Time-course and kinetic analyses:

• Measure activity at multiple time points

• Determine enzyme kinetics parameters (Km, Vmax)

• Identify potential product inhibition or substrate depletion effects

Multi-method validation approach:

• Combine different detection techniques

  • Radiometric assays

  • Fluorescence-based methods

  • Mass spectrometry

• Cross-validate between in vitro and in vivo systems

• Independent replication in different laboratories

Statistical considerations:

• Conduct power analyses to determine appropriate sample sizes

• Apply appropriate statistical tests based on data distribution

• Account for multiple testing when applicable

• Report effect sizes alongside statistical significance6

By implementing these rigorous experimental design principles, researchers can minimize bias, control for confounding variables, and generate robust, reproducible data that helps resolve contradictions in SPBC4C3.09 characterization.

How might systems biology approaches enhance our understanding of SPBC4C3.09's role in cellular networks?

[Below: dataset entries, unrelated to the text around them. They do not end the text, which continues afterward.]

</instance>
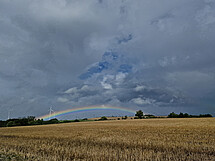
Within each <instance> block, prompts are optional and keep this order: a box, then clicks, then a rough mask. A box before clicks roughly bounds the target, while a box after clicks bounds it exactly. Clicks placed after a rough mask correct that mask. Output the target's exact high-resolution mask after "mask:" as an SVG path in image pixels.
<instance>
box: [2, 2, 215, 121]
mask: <svg viewBox="0 0 215 161" xmlns="http://www.w3.org/2000/svg"><path fill="white" fill-rule="evenodd" d="M214 41H215V1H214V0H163V1H162V2H161V1H160V0H151V1H150V2H149V1H146V0H135V1H130V0H121V1H114V0H108V1H101V0H99V1H98V0H93V1H87V0H84V1H77V0H71V1H66V0H47V1H42V0H37V1H30V0H19V1H11V0H9V1H8V0H2V1H1V2H0V89H1V90H0V97H1V98H0V104H1V107H0V117H1V118H3V119H5V118H6V115H7V110H8V109H12V113H13V115H14V117H17V116H24V115H41V114H44V113H47V110H48V106H50V105H54V106H56V108H57V109H56V110H62V109H65V108H67V107H71V106H86V105H93V104H110V105H113V106H118V105H121V106H126V107H130V108H139V107H145V108H144V110H146V111H148V112H157V113H159V111H163V113H165V112H166V113H167V112H169V111H170V112H171V111H172V109H173V108H174V109H181V107H182V106H183V110H184V111H192V112H198V111H199V112H212V111H213V106H212V105H213V104H214V102H213V98H214V96H215V94H214V93H215V74H214V71H215V66H214V60H215V54H214V51H215V46H214ZM108 52H111V53H116V56H117V57H118V59H117V60H109V59H105V60H104V55H105V53H108ZM110 59H111V58H110ZM81 76H85V77H81ZM80 78H81V79H80ZM207 101H208V102H207ZM179 106H180V108H179ZM193 106H195V108H193ZM161 108H162V109H164V110H161Z"/></svg>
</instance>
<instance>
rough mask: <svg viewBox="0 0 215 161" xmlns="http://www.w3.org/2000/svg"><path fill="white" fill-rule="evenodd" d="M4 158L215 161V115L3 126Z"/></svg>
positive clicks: (1, 136) (29, 158) (59, 160)
mask: <svg viewBox="0 0 215 161" xmlns="http://www.w3.org/2000/svg"><path fill="white" fill-rule="evenodd" d="M0 160H40V161H43V160H44V161H52V160H53V161H54V160H56V161H58V160H59V161H69V160H95V161H97V160H99V161H106V160H107V161H108V160H110V161H114V160H136V161H137V160H153V161H154V160H195V161H196V160H215V119H214V118H189V119H183V118H182V119H143V120H115V121H99V122H77V123H67V124H57V125H43V126H28V127H12V128H1V129H0Z"/></svg>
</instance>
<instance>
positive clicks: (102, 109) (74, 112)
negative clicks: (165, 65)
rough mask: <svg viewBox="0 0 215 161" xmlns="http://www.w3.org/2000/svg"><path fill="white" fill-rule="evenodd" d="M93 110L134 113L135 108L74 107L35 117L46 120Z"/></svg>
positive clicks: (100, 106)
mask: <svg viewBox="0 0 215 161" xmlns="http://www.w3.org/2000/svg"><path fill="white" fill-rule="evenodd" d="M95 110H118V111H123V112H128V113H132V114H134V113H136V111H135V110H131V109H127V108H124V107H110V106H103V105H102V106H88V107H79V108H74V109H67V110H63V111H58V112H54V113H52V114H51V115H50V114H48V115H44V116H40V117H37V119H44V120H48V119H53V118H57V117H60V116H64V115H68V114H71V113H76V112H87V111H95Z"/></svg>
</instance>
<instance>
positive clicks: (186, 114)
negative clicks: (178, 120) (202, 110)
mask: <svg viewBox="0 0 215 161" xmlns="http://www.w3.org/2000/svg"><path fill="white" fill-rule="evenodd" d="M199 117H212V115H211V114H200V115H189V114H188V113H182V112H181V113H179V114H176V113H174V112H172V113H170V114H169V115H168V118H199Z"/></svg>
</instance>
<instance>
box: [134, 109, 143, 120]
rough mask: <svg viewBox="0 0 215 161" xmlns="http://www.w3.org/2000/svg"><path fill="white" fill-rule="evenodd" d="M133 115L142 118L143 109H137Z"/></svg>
mask: <svg viewBox="0 0 215 161" xmlns="http://www.w3.org/2000/svg"><path fill="white" fill-rule="evenodd" d="M135 116H137V117H138V118H139V119H142V118H143V111H142V110H139V111H137V112H136V114H135Z"/></svg>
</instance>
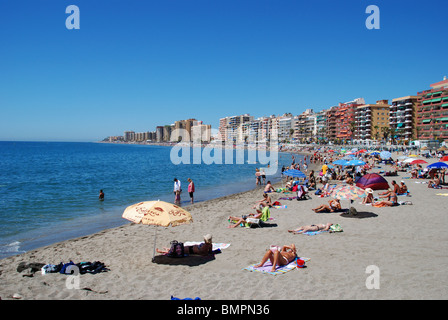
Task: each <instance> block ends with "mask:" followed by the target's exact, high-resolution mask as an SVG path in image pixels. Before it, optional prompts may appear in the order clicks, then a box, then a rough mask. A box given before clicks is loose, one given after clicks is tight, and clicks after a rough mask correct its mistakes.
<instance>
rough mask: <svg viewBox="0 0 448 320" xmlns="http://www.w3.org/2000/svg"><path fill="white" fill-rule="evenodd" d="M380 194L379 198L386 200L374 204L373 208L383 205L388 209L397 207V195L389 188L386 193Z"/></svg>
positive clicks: (374, 203) (382, 205) (394, 192)
mask: <svg viewBox="0 0 448 320" xmlns="http://www.w3.org/2000/svg"><path fill="white" fill-rule="evenodd" d="M382 194H383V195H382V196H380V198H387V200H383V201H378V202H375V203H374V204H373V205H374V206H376V207H379V206H383V205H384V206H388V207H395V206H398V199H397V194H396V193H395V192H394V191H393V190H392V189H390V188H389V189H388V190H387V191H386V192H384V193H382Z"/></svg>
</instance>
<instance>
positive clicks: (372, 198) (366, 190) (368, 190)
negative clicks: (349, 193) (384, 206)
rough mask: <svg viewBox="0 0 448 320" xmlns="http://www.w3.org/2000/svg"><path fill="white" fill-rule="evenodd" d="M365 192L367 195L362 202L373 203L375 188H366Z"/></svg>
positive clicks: (364, 203)
mask: <svg viewBox="0 0 448 320" xmlns="http://www.w3.org/2000/svg"><path fill="white" fill-rule="evenodd" d="M365 193H366V195H367V196H366V197H364V199H362V204H368V203H373V190H372V189H371V188H366V190H365Z"/></svg>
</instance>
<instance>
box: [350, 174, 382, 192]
mask: <svg viewBox="0 0 448 320" xmlns="http://www.w3.org/2000/svg"><path fill="white" fill-rule="evenodd" d="M356 186H358V187H360V188H362V189H366V188H371V189H372V190H387V189H389V183H387V180H386V179H384V178H383V177H382V176H380V175H379V174H378V173H368V174H365V175H363V176H362V177H361V178H359V180H358V181H357V182H356Z"/></svg>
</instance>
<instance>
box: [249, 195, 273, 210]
mask: <svg viewBox="0 0 448 320" xmlns="http://www.w3.org/2000/svg"><path fill="white" fill-rule="evenodd" d="M257 207H260V208H264V207H272V200H271V197H269V196H268V195H267V194H266V193H263V199H261V200H258V201H257V202H256V203H255V205H254V206H253V209H256V208H257Z"/></svg>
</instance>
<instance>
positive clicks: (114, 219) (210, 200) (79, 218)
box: [0, 154, 304, 261]
mask: <svg viewBox="0 0 448 320" xmlns="http://www.w3.org/2000/svg"><path fill="white" fill-rule="evenodd" d="M303 155H304V154H303ZM279 169H280V168H279ZM278 179H280V180H281V176H278V177H276V178H275V179H274V181H276V180H278ZM250 180H251V179H250ZM267 180H269V179H267ZM249 184H251V182H250V183H249V181H248V186H249ZM220 187H221V190H220V191H218V193H217V194H220V193H224V195H219V196H218V197H214V195H212V196H211V197H210V198H206V200H199V202H196V203H194V204H193V205H191V204H190V203H189V198H188V193H187V192H184V196H183V199H184V201H183V203H182V207H185V208H189V207H190V206H195V205H198V204H201V203H204V202H208V201H213V200H217V199H226V198H228V197H229V196H232V195H241V194H244V193H246V192H250V191H255V190H260V189H261V188H262V186H251V187H249V189H247V190H244V191H239V192H236V193H235V192H233V191H230V189H229V188H227V187H226V185H220ZM243 189H244V188H243ZM227 192H228V193H227ZM162 198H163V199H162ZM162 198H161V200H164V201H168V202H170V200H171V198H169V199H168V198H167V199H165V198H164V197H162ZM129 205H130V204H129ZM109 210H112V211H110V213H112V214H113V217H111V221H110V222H109V223H104V222H103V221H100V220H98V221H97V220H95V217H87V219H88V220H87V221H88V224H89V226H88V228H84V227H82V225H83V222H82V220H85V219H86V217H82V218H75V220H72V221H69V222H61V223H60V225H58V226H57V228H62V230H63V231H61V232H59V229H58V232H56V233H51V232H50V233H48V234H44V235H40V234H39V233H37V232H34V231H32V232H31V234H32V238H31V239H28V238H20V237H19V238H11V239H10V240H8V241H9V242H8V241H5V247H8V246H11V249H10V250H11V251H10V252H11V254H9V253H8V252H7V251H6V252H4V253H3V254H2V255H3V257H2V258H0V261H1V260H2V259H7V258H9V257H12V256H16V255H21V254H24V253H27V252H29V251H34V250H38V249H39V248H43V247H46V246H51V245H53V244H57V243H59V242H64V241H69V240H74V239H77V238H80V237H86V236H89V235H92V234H95V233H99V232H102V231H104V230H109V229H113V228H117V227H121V226H123V225H125V224H126V223H127V221H125V220H124V219H122V218H121V213H122V212H121V211H120V215H119V216H118V215H116V212H118V211H119V210H118V207H116V208H115V209H114V208H110V209H109ZM121 220H123V221H121ZM71 224H75V225H76V228H75V229H73V228H70V225H71ZM47 229H48V227H47ZM44 231H45V230H44ZM17 239H18V240H17ZM33 239H34V240H33ZM5 240H7V239H5ZM36 243H37V246H36Z"/></svg>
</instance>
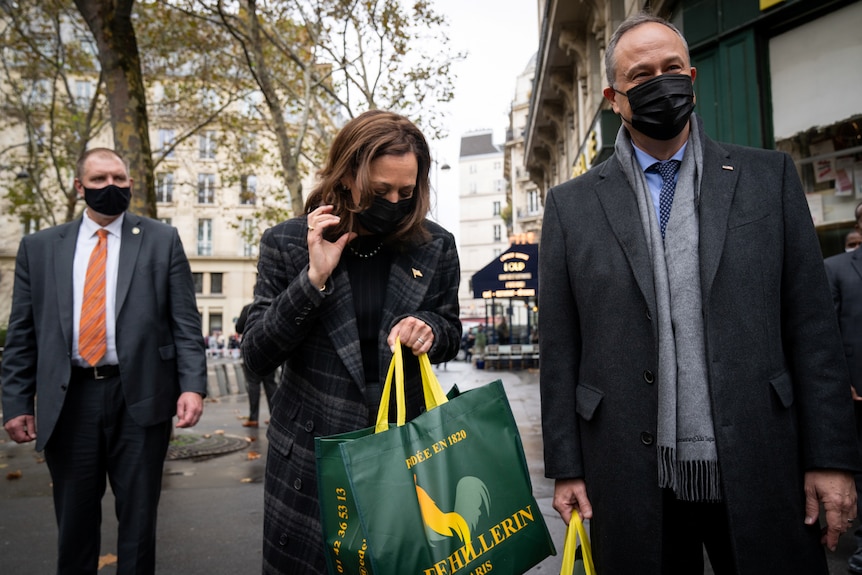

Systems biology approaches can dramatically enhance our understanding of SPBC4C3.09's role within broader cellular networks through:

Integrative omics analyses:

• Combine multiple data types:

  • Transcriptomics to identify co-regulated genes

  • Proteomics to map protein abundance changes

  • Metabolomics to detect alterations in glycan profiles

  • Interactomics to establish protein-protein interaction networks

• Apply computational integration methods to identify emergent patterns

Network construction and analysis:

• Generate protein-protein interaction networks

• Identify functionally linked proteins through correlated evolution patterns

• Perform pathway enrichment analyses of affected processes in knockout strains

Flux analysis of glycosylation pathways:

• Apply metabolic flux analysis to glycan biosynthesis

• Quantify changes in pathway dynamics in SPBC4C3.09 mutants

• Develop predictive models of glycosylation outcomes

Computational modeling approaches:

• Develop ordinary differential equation models of glycosylation pathways

• Implement agent-based models of glycoprotein processing

• Use machine learning to predict functions from bioactivity signatures

Through these integrative approaches, researchers can move beyond studying SPBC4C3.09 in isolation and understand its role within the complex cellular machinery, potentially revealing unexpected connections and functional relationships that would not be apparent from reductionist approaches alone.